Se Gonçalves decidir não julgar o caso hoje, ainda há possibilidade de convocação de sessão extraordinária para tratar especialmente do assunto, como ocorreu em 11 de fevereiro, quando o STJ decretou a prisão preventiva de Arruda e de outros cinco denunciados por suposto suborno ao jornalista Edson Sombra, para alterar provas na investigação sobre corrupção no Governo do Distrito Federal. Até o início da noite de sexta-feira, Gonçalves aguardava manifestação da Procuradoria-Geral da República sobre a necessidade de permanência de Arruda numa sala na superintendência da Polícia Federal (PF).
O ex-governador foi preso por tentativa de obstruir a Justiça, e o procurador-geral da República, Roberto Gurgel, tem defendido que, mesmo afastado definitivamente do governo, Arruda não poderia ganhar a liberdade até a conclusão do inquérito 650. Fernando Gonçalves completará 70 anos no próximo dia 22 e deixará o STJ por conta da aposentadoria compulsória. O caso, então, deverá ser distribuído ao ministro Castro Meira. Entre aliados de Arruda, há uma expectativa de que o STJ considere a necessidade de manter o ex-governador preso nesta semana, para evitar uma interferência dele na eleição indireta, numa avaliação subjetiva dos ministros.
Eleição indireta
No próximo sábado, os deputados distritais vão eleger o governador para mandato-tampão até 31 de dezembro.
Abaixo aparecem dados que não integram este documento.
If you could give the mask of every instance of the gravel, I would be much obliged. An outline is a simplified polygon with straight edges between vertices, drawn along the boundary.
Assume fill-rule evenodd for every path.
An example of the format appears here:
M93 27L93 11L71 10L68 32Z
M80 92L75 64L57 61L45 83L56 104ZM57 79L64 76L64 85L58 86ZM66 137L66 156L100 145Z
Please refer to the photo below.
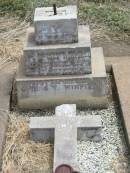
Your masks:
M108 109L78 111L78 115L101 115L102 141L78 141L77 158L81 173L130 173L130 156L115 102Z

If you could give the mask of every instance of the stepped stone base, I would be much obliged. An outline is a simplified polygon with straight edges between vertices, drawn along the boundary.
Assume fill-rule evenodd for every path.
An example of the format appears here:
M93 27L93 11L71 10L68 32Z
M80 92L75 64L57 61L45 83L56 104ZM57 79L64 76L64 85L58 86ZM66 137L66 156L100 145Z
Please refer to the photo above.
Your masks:
M65 103L80 107L106 107L103 51L101 48L92 48L92 74L27 77L20 69L16 77L16 88L19 108L40 109Z

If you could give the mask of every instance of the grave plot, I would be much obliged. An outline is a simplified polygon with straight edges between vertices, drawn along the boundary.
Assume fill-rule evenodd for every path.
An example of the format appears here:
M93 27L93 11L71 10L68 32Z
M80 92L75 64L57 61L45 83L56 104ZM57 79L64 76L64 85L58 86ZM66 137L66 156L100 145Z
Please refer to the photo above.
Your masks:
M80 116L100 115L103 121L102 140L77 141L77 165L81 173L86 172L128 172L129 155L125 144L119 107L111 95L109 83L109 106L102 110L79 110ZM113 83L113 81L112 81ZM54 116L52 111L12 112L9 115L9 127L3 154L3 172L47 172L53 168L54 145L47 142L32 141L29 133L30 117ZM91 134L90 134L91 136ZM92 135L93 136L93 135Z
M50 173L62 164L81 173L129 172L103 50L91 48L75 6L53 8L36 9L27 32L2 172Z

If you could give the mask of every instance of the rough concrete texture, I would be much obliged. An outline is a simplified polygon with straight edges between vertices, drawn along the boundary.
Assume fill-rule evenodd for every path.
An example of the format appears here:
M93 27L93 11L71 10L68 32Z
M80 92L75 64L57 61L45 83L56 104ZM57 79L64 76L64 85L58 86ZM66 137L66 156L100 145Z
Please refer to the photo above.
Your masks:
M36 8L34 15L35 39L38 44L78 42L77 7Z
M86 132L90 128L100 129L102 127L101 117L76 116L75 104L58 106L55 116L31 117L30 120L30 133L35 141L45 141L46 130L54 128L54 170L61 164L76 167L77 131L82 127ZM52 135L51 131L50 134ZM84 132L80 135L78 139L82 139ZM88 139L88 136L85 139Z
M113 65L113 75L122 111L126 138L130 148L130 61Z
M88 26L79 27L79 42L38 46L29 28L24 47L25 75L91 73L91 42Z
M22 65L20 65L21 67ZM106 107L107 86L103 51L92 49L92 74L57 77L16 77L19 108L39 109L64 103Z
M0 169L2 165L3 146L5 143L6 129L8 125L8 111L10 108L10 93L14 69L7 67L0 70Z

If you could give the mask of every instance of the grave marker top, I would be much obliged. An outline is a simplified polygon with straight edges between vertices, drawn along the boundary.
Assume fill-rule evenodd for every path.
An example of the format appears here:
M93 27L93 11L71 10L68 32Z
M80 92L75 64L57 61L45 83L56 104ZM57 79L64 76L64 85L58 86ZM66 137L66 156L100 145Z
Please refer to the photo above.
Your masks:
M76 19L77 20L77 7L65 6L56 7L57 14L54 15L54 7L40 7L36 8L34 14L34 22L44 20L60 20L60 19Z
M34 27L38 44L78 42L77 7L36 8Z

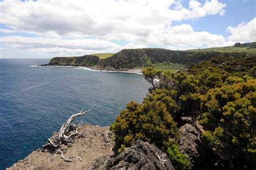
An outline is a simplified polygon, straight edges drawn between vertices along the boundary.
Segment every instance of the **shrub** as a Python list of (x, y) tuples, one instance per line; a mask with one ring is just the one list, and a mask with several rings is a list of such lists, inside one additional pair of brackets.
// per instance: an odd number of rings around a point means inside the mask
[(230, 160), (256, 158), (256, 80), (211, 90), (201, 98), (202, 140)]

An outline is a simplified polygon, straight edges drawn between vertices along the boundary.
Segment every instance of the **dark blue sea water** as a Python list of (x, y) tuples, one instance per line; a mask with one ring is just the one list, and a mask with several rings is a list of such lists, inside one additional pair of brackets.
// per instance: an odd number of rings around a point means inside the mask
[[(109, 125), (150, 86), (139, 74), (74, 67), (31, 67), (49, 59), (0, 59), (0, 169), (41, 147), (83, 108), (78, 120)], [(78, 120), (77, 120), (78, 121)]]

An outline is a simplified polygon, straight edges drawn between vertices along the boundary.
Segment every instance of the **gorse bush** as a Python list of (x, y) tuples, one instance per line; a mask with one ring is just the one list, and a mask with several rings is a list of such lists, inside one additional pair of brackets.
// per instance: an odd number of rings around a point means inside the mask
[(256, 159), (256, 80), (210, 90), (201, 97), (203, 141), (227, 159)]
[(160, 148), (176, 142), (179, 137), (176, 123), (163, 102), (146, 98), (143, 104), (131, 101), (126, 108), (111, 125), (118, 147), (122, 144), (130, 146), (138, 139)]
[(205, 130), (203, 142), (230, 167), (235, 160), (256, 166), (255, 64), (256, 57), (246, 56), (191, 64), (176, 73), (144, 70), (155, 91), (142, 104), (128, 104), (117, 117), (111, 125), (117, 147), (121, 151), (141, 139), (166, 152), (176, 169), (189, 169), (179, 151), (177, 126), (181, 116), (190, 116)]
[(172, 147), (177, 144), (179, 135), (176, 123), (167, 111), (166, 104), (161, 101), (169, 103), (170, 99), (165, 97), (154, 94), (152, 98), (146, 98), (142, 104), (131, 101), (127, 105), (127, 109), (121, 111), (111, 128), (116, 134), (119, 152), (140, 139), (164, 151), (173, 152), (175, 155), (169, 155), (173, 166), (178, 169), (187, 169), (190, 167), (187, 158), (178, 148), (173, 150)]

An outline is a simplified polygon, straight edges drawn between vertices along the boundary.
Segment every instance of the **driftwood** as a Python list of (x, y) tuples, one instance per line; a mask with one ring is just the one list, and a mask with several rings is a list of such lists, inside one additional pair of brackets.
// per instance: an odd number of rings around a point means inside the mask
[[(81, 124), (77, 125), (76, 126), (75, 124), (71, 124), (71, 121), (75, 119), (76, 118), (85, 114), (87, 112), (90, 111), (91, 109), (89, 109), (87, 111), (84, 111), (84, 110), (83, 109), (80, 113), (74, 114), (72, 115), (70, 118), (69, 118), (69, 119), (65, 123), (59, 130), (59, 132), (58, 133), (58, 135), (55, 137), (55, 139), (54, 140), (52, 141), (51, 140), (51, 139), (48, 139), (48, 142), (44, 145), (43, 145), (43, 149), (46, 149), (48, 148), (48, 151), (55, 151), (62, 144), (68, 144), (69, 142), (71, 142), (73, 141), (73, 139), (70, 139), (70, 138), (77, 134), (77, 132), (78, 131), (78, 129), (79, 127), (82, 125), (83, 124), (83, 122), (81, 121)], [(70, 125), (70, 126), (73, 128), (74, 130), (74, 131), (75, 131), (73, 133), (71, 133), (69, 135), (65, 134), (66, 128), (69, 126)], [(62, 152), (62, 151), (60, 150), (57, 150), (56, 151), (56, 153), (58, 153), (60, 154), (62, 158), (63, 158), (65, 161), (68, 160), (66, 159), (63, 156), (63, 153)], [(63, 157), (63, 158), (62, 158)]]

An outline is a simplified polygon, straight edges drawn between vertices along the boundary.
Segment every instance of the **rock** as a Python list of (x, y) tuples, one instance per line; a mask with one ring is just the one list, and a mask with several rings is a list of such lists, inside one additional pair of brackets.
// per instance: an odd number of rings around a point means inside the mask
[(186, 124), (179, 129), (180, 134), (179, 148), (186, 154), (193, 166), (200, 164), (206, 157), (206, 148), (200, 140), (201, 132), (191, 124)]
[(91, 169), (174, 169), (165, 153), (154, 145), (139, 140), (114, 158), (96, 158)]

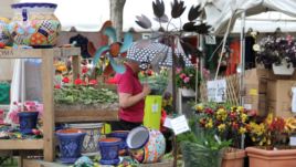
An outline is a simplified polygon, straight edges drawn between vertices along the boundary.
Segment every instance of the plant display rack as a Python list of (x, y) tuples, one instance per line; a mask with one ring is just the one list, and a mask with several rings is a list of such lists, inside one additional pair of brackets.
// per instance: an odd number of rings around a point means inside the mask
[[(80, 48), (52, 48), (52, 49), (2, 49), (0, 50), (0, 59), (42, 59), (42, 97), (43, 97), (43, 138), (42, 139), (0, 139), (0, 152), (1, 150), (43, 150), (45, 161), (53, 161), (55, 158), (55, 143), (54, 143), (54, 127), (55, 119), (60, 122), (66, 121), (66, 117), (71, 117), (72, 122), (91, 122), (95, 121), (93, 116), (98, 116), (94, 113), (99, 111), (88, 112), (88, 116), (83, 111), (70, 112), (67, 115), (63, 115), (63, 118), (59, 118), (59, 114), (55, 114), (53, 101), (53, 77), (54, 77), (54, 58), (67, 58), (72, 56), (73, 65), (73, 77), (80, 73)], [(112, 114), (112, 116), (108, 115)], [(117, 119), (117, 114), (114, 112), (105, 112), (97, 117), (96, 121)], [(91, 116), (89, 116), (91, 115)], [(105, 116), (105, 117), (104, 117)], [(25, 165), (24, 165), (25, 166)]]

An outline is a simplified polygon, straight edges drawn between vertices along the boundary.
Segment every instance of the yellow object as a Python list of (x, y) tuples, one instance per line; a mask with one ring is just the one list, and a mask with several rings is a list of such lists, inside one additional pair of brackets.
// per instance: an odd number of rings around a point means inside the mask
[(103, 128), (101, 129), (101, 134), (106, 135), (109, 134), (112, 132), (112, 127), (110, 124), (104, 124)]
[(162, 96), (148, 95), (145, 100), (144, 126), (160, 129)]

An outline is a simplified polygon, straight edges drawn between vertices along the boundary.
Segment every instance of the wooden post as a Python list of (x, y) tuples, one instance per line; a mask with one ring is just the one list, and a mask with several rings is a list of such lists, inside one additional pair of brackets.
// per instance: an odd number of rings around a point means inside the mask
[(44, 159), (53, 161), (54, 147), (54, 107), (53, 107), (53, 50), (43, 50), (42, 54), (42, 96), (43, 96), (43, 139)]

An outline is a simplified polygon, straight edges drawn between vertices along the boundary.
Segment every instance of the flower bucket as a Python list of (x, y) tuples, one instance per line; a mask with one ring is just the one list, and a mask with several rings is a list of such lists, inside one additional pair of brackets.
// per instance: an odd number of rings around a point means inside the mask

Nesta tarde, a Mesa-Diretora da Câmara Legislativa receberá, até as 18 horas, os documentos cobrados das 10 chapas inscritas na última quinta-feira para concorrer às eleições. Um dos casos considerados de impugnação é o do advogado Luiz Filipe Coelho, do PTB. O problema é que ele está filiado há menos de um ano, o que em tese contraria as exigências da Câmara Legislativa para registro das candidaturas. Os deputados levaram em conta as regras da Lei Eleitoral para cobrar pré-requisitos dos concorrentes.
Nesse raciocínio, no entanto, outros candidatos poderão ser impugnados. Juristas têm aconselhado Luiz Filipe a apresentar uma representação exigindo das candidaturas outra regra prevista na legislação eleitoral: a de que os candidatos precisam se desincompatibilizar do cargo seis meses antes da eleição. Prevalecendo essa tese, muitas candidaturas poderão ruir. É o caso, por exemplo, do deputado Aguinaldo de Jesus (PRB), que exerceu até um mês atrás o cargo de secretário de Esportes. O peemedebista Rogério Rosso só deixou no fim do ano passado a presidência da Codeplan. E o petista Antônio Ibañez exercia função no Ministério da Ciência e Tecnologia. Esse critério reforça o governador em exercício, Wilson Lima (PR), que não seria abalado com a exigência.